In Aperture, it's as simple as following these steps:
- In the Project, create a Smart Album that filters photographs to 4 Stars and above. I call the album "Backup EN".
- In the new album, select all photographs.
- Go to File > Export > Versions (or cmd-shift-E). It's important to choose Versions and not Originals. Versions will export the photographs with any adjustments and metadata you've added baked in. Originals will export the original file which doesn't include any changes you've made in Aperture. Remember Aperture is non-destructive, so your originals are always intact.
- In the Export window, choose "JPEG - Original Size". This will export with the default image quality of 10. You could increase it to 12, but I find 10 is good enough. You can also export as TIFF if you want. It'll give you better quality with larger file sizes. But since these are final images and won't be manipulated anymore, JPEG is good.
Of course, the originals stay in Aperture and are backed up separately (see previous article).
Store the JPEGs in Evernote
There are several ways of getting your photographs into Evernote and this is where it can get confusing. The three methods described below give you a different result, but they all get your images into Evernote, which is what you want. All examples are using a Mac, since that's what I use. I don't know if it's the same on a PC.
Option 1: Drag or add the Folder into Evernote
If you select the folder you just exported your photographs into and add it to Evernote by either dragging it or using the Add to Evernote service, you'll end up with a new note with a compressed zip file inside that includes all the photos.

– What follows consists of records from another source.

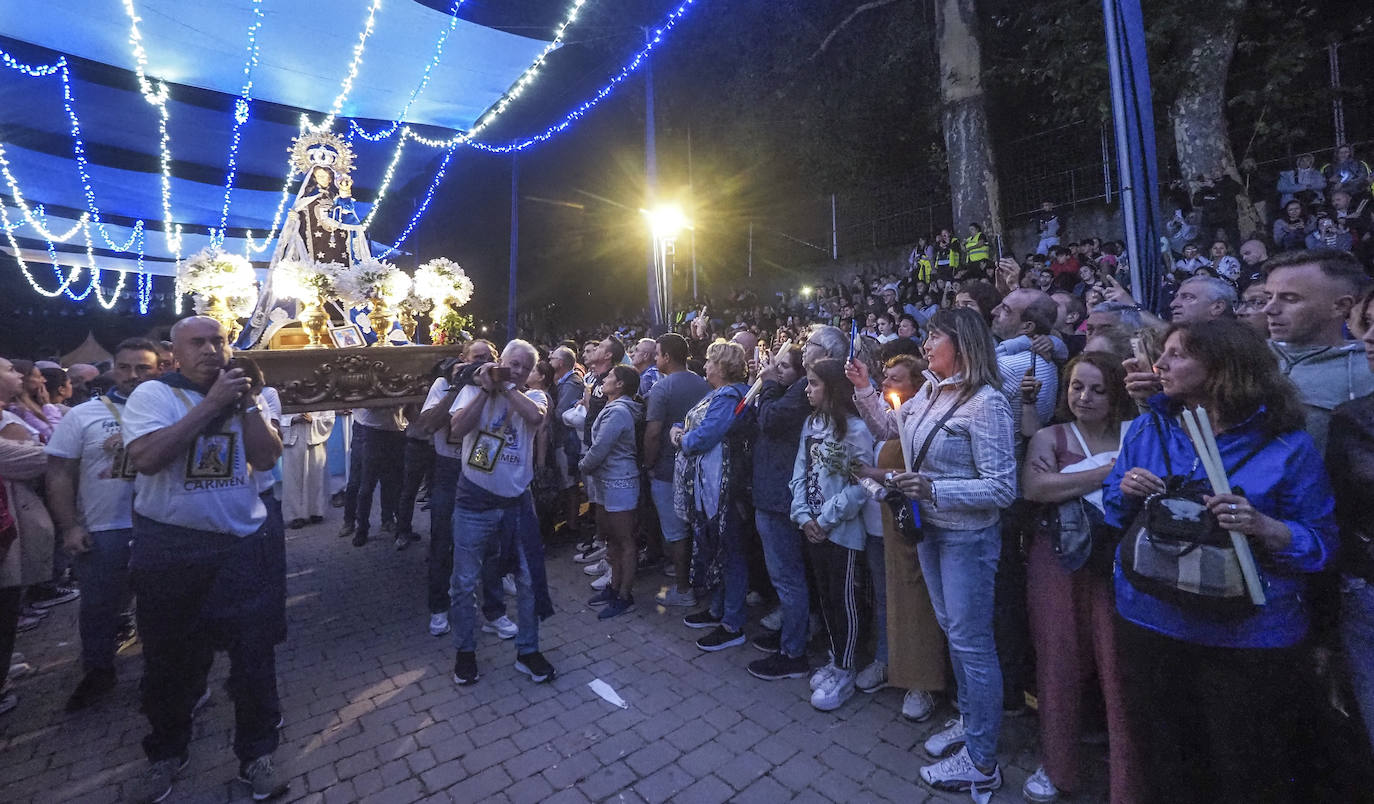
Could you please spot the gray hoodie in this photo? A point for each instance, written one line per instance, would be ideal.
(1325, 377)
(613, 452)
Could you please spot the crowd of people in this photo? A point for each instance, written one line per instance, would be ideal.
(980, 478)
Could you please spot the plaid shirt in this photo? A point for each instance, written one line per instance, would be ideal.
(972, 461)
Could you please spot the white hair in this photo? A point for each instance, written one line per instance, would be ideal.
(517, 345)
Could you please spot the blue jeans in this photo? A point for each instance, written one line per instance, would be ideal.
(787, 572)
(961, 568)
(727, 599)
(878, 575)
(105, 577)
(1358, 638)
(668, 520)
(478, 536)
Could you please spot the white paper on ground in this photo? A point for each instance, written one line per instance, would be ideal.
(607, 693)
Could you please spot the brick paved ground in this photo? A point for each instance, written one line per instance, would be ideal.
(373, 715)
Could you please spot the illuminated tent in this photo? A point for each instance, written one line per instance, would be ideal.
(202, 50)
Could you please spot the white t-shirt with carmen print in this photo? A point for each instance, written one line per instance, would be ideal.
(209, 487)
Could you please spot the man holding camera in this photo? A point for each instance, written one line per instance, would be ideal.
(198, 562)
(495, 422)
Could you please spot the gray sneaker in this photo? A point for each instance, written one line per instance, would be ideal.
(155, 782)
(261, 777)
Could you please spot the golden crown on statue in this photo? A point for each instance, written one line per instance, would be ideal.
(322, 150)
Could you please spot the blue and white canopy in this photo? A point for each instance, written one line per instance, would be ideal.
(201, 50)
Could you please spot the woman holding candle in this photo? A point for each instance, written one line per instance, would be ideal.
(1216, 701)
(966, 477)
(1069, 594)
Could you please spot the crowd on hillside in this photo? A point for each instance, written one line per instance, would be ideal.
(984, 478)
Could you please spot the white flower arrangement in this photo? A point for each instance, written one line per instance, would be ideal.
(440, 283)
(305, 281)
(357, 285)
(216, 275)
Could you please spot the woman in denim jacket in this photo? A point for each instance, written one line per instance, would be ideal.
(966, 478)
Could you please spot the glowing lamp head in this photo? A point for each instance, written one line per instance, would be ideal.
(667, 220)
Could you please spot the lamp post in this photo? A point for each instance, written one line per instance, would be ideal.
(665, 223)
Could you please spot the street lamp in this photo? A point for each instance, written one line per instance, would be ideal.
(665, 223)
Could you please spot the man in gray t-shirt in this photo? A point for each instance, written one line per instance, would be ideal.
(672, 396)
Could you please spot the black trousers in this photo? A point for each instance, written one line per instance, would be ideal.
(845, 599)
(199, 593)
(1215, 724)
(11, 602)
(419, 469)
(377, 458)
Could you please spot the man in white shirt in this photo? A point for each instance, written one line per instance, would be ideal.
(433, 419)
(496, 421)
(197, 565)
(304, 491)
(91, 496)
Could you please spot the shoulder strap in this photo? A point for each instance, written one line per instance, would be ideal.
(930, 436)
(1087, 451)
(114, 411)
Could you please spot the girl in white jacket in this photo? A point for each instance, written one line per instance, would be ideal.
(827, 502)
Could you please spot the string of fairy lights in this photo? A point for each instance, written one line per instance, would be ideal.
(158, 94)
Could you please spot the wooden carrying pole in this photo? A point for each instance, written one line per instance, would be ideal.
(1200, 430)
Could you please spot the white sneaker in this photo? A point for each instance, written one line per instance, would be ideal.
(837, 689)
(950, 738)
(822, 675)
(1039, 788)
(602, 582)
(873, 678)
(671, 597)
(438, 624)
(502, 627)
(918, 705)
(595, 553)
(959, 774)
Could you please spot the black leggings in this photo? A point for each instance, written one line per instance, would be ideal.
(842, 588)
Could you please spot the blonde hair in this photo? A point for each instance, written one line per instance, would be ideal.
(730, 358)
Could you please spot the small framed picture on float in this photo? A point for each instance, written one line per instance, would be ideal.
(346, 337)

The problem with this is that you can't preview the photographs in the note without unzipping the file. Quick Look doesn't show you the contents either. Also, the note will be created in the default notebook.
Option 2: Drag or add the photographs into Evernote
If instead of importing the folder you select the photographs themselves and then drag or add to Evernote, you'll get a new note for each photograph with the filename as the title.
With this method you can see the photographs, but I think it's a bit messy and it'll be a pain to find them all later unless you tag or re-title them. You can always merge them into a single note once in Evernote, but it's an extra step. And the notes will all be in the default notebook as well.
Option 3: Create a new Note, then attach the photographs
If you create a new note in Evernote first, you can create it in the appropriate notebook and stack, and give it the title you want. In my case I use the exact same as the Project name in Aperture. Then either drag the images in or click the Attach button and attach them that way.
This will create a note with all the images in it. You can now see them all and they're all tidy in the same place. One note per project. I use this method.
The method you choose will depend on how you use Evernote and what a "note" means to you. There's no right answer.
Personally, I like to map a note in Evernote to a project in Aperture and I want to be able to browse through my Evernote library and see the photographs in each note. You could probably save some space by compressing the photographs, but I don't think it's worth it.